J’éprouve une immense joie lorsque je reçois l’exemplaire déjà paru. Quand je vois ma traduction déposée, disponible à tous, existant au plus haut degré possible. Ce n’est qu’alors, après des mois et parfois des années de travail, que je peux me dire que j’ai réalisé quelque chose. Cela prend un certain temps, je retourne dans mon petit enfer et continue mon travail. Le bonheur est presque impossible, à vrai dire. 

Si vous deviez définir la traduction littéraire, que diriez-vous à son sujet ? Est-il vrai que la traduction est une profession créative ?

J’ai toujours dit que la traduction n’est pas tant une question théorique qu’une question pratique. Le traducteur est un praticien du texte de la même manière que le chirurgien est un praticien du corps, de sa modification, de sa restauration à son état de fonctionnement optimal.
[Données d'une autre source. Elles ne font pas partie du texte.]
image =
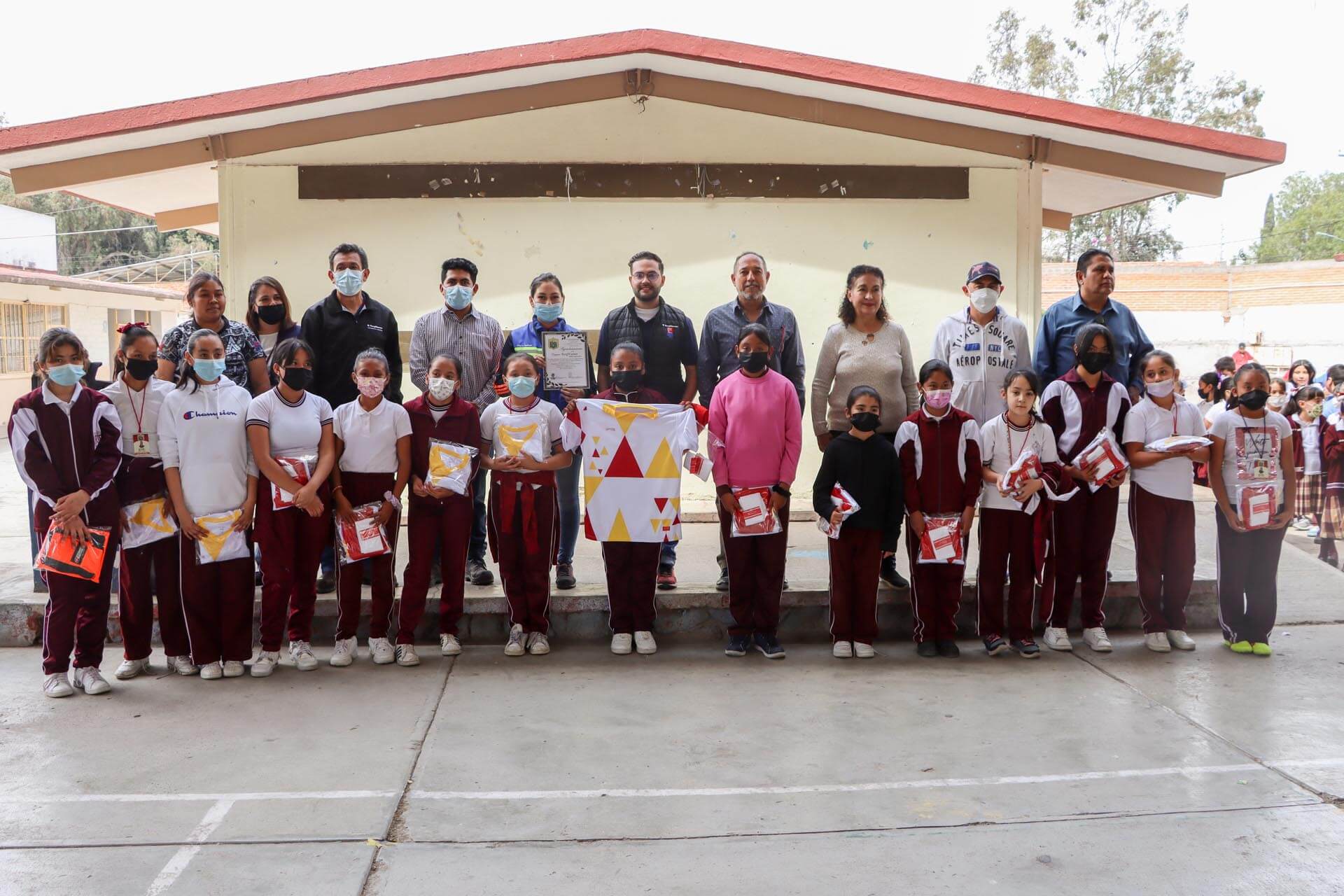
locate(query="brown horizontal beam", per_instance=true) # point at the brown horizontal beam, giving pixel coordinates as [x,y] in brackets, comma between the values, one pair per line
[683,181]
Toutes les théories du monde ne pourront jamais traduire à ma place, ne pourront me remplacer en aucune façon, et pour ajouter à la tragédie de cette situation, le fait que moi, le traducteur, je sois capable de formuler toutes ces théories alors même que je travaille. La seule théorie est la pratique, nous n’avons pas d’autre solution.

Je vais vous décevoir à la fin, non, je ne pense pas que le traducteur soit quelqu’un de créatif, sauf dans le petit empire linguistique qu’il dirige temporairement. Pour le reste, il ferait mieux de faire le travail pour lequel il est payé, de s’en tenir au texte, de respecter le contrat narratif de transposition et de transformation, de rester le plus humble possible devant l’œuvre à laquelle il travaille et de ne jamais s’imaginer un seul instant qu’il est un Démiurge en train de construire quelque chose. Lui, le traducteur, est la main qui double la main de l’écrivain et traduit son œuvre, rien d’autre, un orfèvre, peut-être, mais rien de plus. Je refuse même d’imaginer que je puisse créer quoi que ce soit dans le roman À la recherche du temps perdu, pour prendre un exemple.